The end of Windows XP: what you need to know

 

Almost two years ago Microsoft announced it would stop all support for Windows XP in April 2014. Windows XP will continue to work, but there are implications for your business that should be understood so you can decide what action you might need to take.

Windows XP was released in 2001 and since then Microsoft have released Windows Vista, 7 and most recently 8. At thirteen years old Windows XP is still incredibly popular and as of December 2013 NetMarketShare.com estimate it still has around 29% of the desktop operating system market. That’s a phenomenal run, but it’s time for a change and on April 8th 2014 Microsoft will drop all support for Windows XP.

Should you worry?

If Windows XP will continue to work and you have never contacted Microsoft for support you’re probably thinking why should I care? The problem lies with the  security updates that Microsoft release each month and these will stop for Windows XP in April. No more, ever.

New security problems are detected in Windows operating systems every day. For supported versions of Windows Microsoft create updates to fix these problems. After April, with no new security updates, hackers and virus writers will be able to find new ways to attack your unprotected systems and data. Microsoft will do nothing to prevent it.

Many of the security problems in later versions of Windows also exist in XP. This means that hackers are able to look at security patches released for later versions of Windows to see which problems have been resolved and how they were fixed. Armed with this information, hackers can write viruses targeted at specific security problems within XP, safe in the knowledge that the problem won’t ever be resolved with a security update.

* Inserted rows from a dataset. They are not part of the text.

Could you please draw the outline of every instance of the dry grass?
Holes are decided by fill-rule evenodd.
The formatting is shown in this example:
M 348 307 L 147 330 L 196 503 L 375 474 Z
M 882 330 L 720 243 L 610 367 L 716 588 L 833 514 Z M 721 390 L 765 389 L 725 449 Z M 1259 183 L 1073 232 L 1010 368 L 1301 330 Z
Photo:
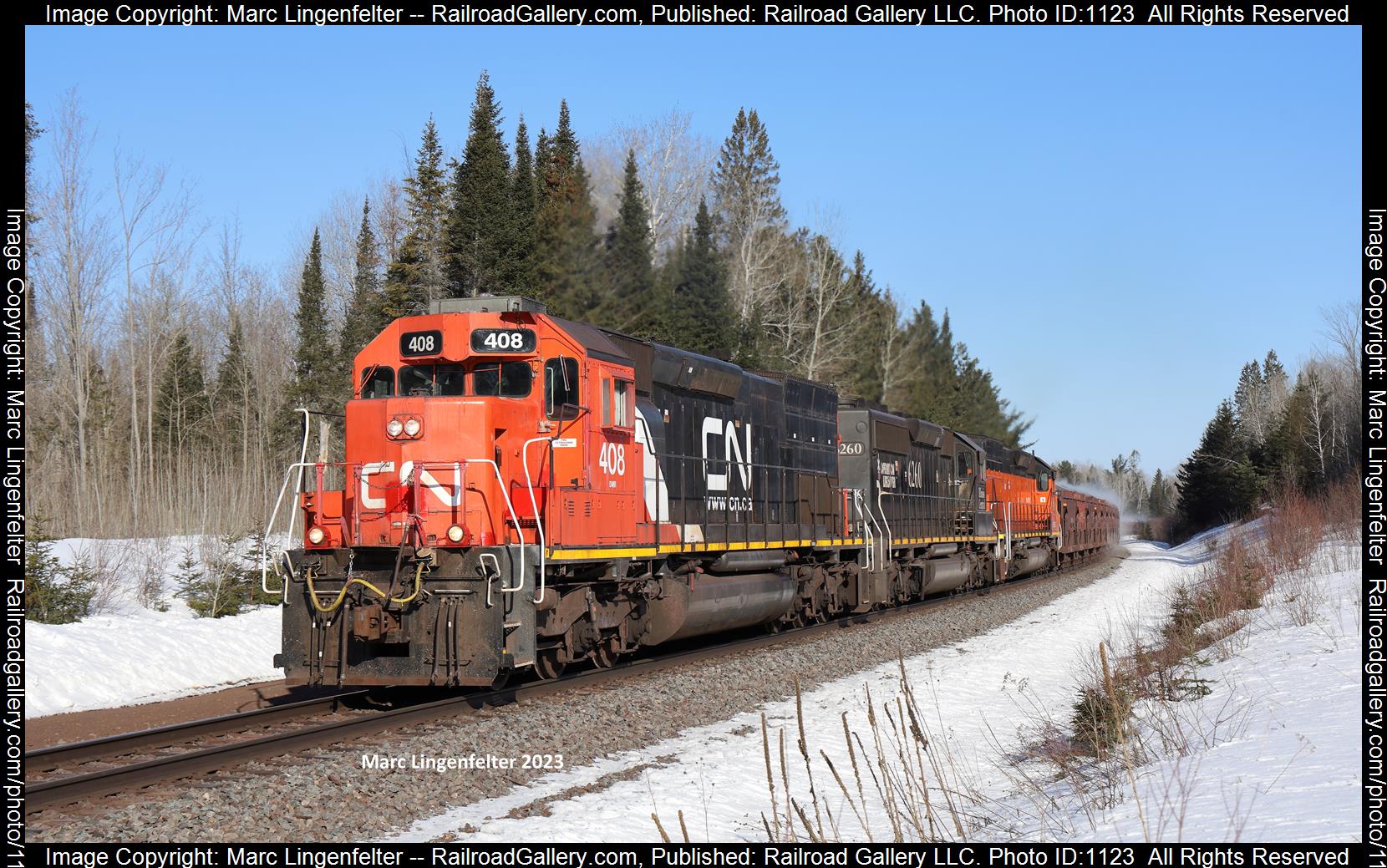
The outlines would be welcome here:
M 766 715 L 761 715 L 770 795 L 770 815 L 761 814 L 761 825 L 767 840 L 828 843 L 846 836 L 868 842 L 954 842 L 970 840 L 988 822 L 976 792 L 949 754 L 947 740 L 931 736 L 904 660 L 899 666 L 899 693 L 893 699 L 875 699 L 871 689 L 864 688 L 864 728 L 854 727 L 846 711 L 842 714 L 846 753 L 838 761 L 809 743 L 798 684 L 799 738 L 793 764 L 788 758 L 785 728 L 775 729 L 773 739 Z M 831 783 L 816 779 L 814 754 L 828 770 Z M 803 767 L 803 782 L 792 781 L 792 765 Z
M 1053 792 L 1058 783 L 1093 828 L 1103 811 L 1132 797 L 1148 840 L 1178 836 L 1200 753 L 1240 738 L 1251 714 L 1232 691 L 1201 678 L 1200 668 L 1211 654 L 1227 659 L 1243 650 L 1250 641 L 1244 628 L 1262 614 L 1280 611 L 1297 625 L 1323 617 L 1332 602 L 1323 574 L 1351 559 L 1343 545 L 1323 544 L 1358 527 L 1356 498 L 1351 485 L 1319 498 L 1287 496 L 1264 514 L 1259 539 L 1211 541 L 1209 560 L 1193 582 L 1175 588 L 1154 636 L 1133 618 L 1121 627 L 1122 641 L 1100 645 L 1079 674 L 1068 725 L 1031 721 L 1031 740 L 1010 774 L 1036 815 L 1064 814 Z M 1125 650 L 1110 660 L 1107 649 L 1117 646 Z M 1189 702 L 1215 689 L 1225 702 Z M 1172 770 L 1146 788 L 1153 804 L 1143 804 L 1135 768 L 1157 754 L 1171 758 Z M 1250 810 L 1233 806 L 1230 828 L 1240 829 Z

Every patch and service pack released after April 2014 will represent a new opportunity for hackers to identify vulnerabilities in XP. Your business probably won’t be selected individually for an attack but viruses written specifically for XP could easily spread over the internet via malicious website links, email attachments or removable USB storage devices.

What can you do to protect your network and business?

The bottom line is that if you’re still running Windows XP, the time has come to upgrade. We all know change can be hard but there have been huge technological advances in Windows operating systems since XP. Windows 7 and 8 offer better performance, more features and are much safer in terms of vulnerability to malware and virus attacks in comparison to Windows XP.

At the moment it is still possible to buy new computers with Windows 7 installed from Dell and HP. Rumour is that after October 2014 it may only be possible to buy new computers with Windows 8 installed.

Just as importantly, Windows 7 is supported until 2020 and Windows 8 to 2023 so any investment now will help keep your computers and data safe and secure for years to come.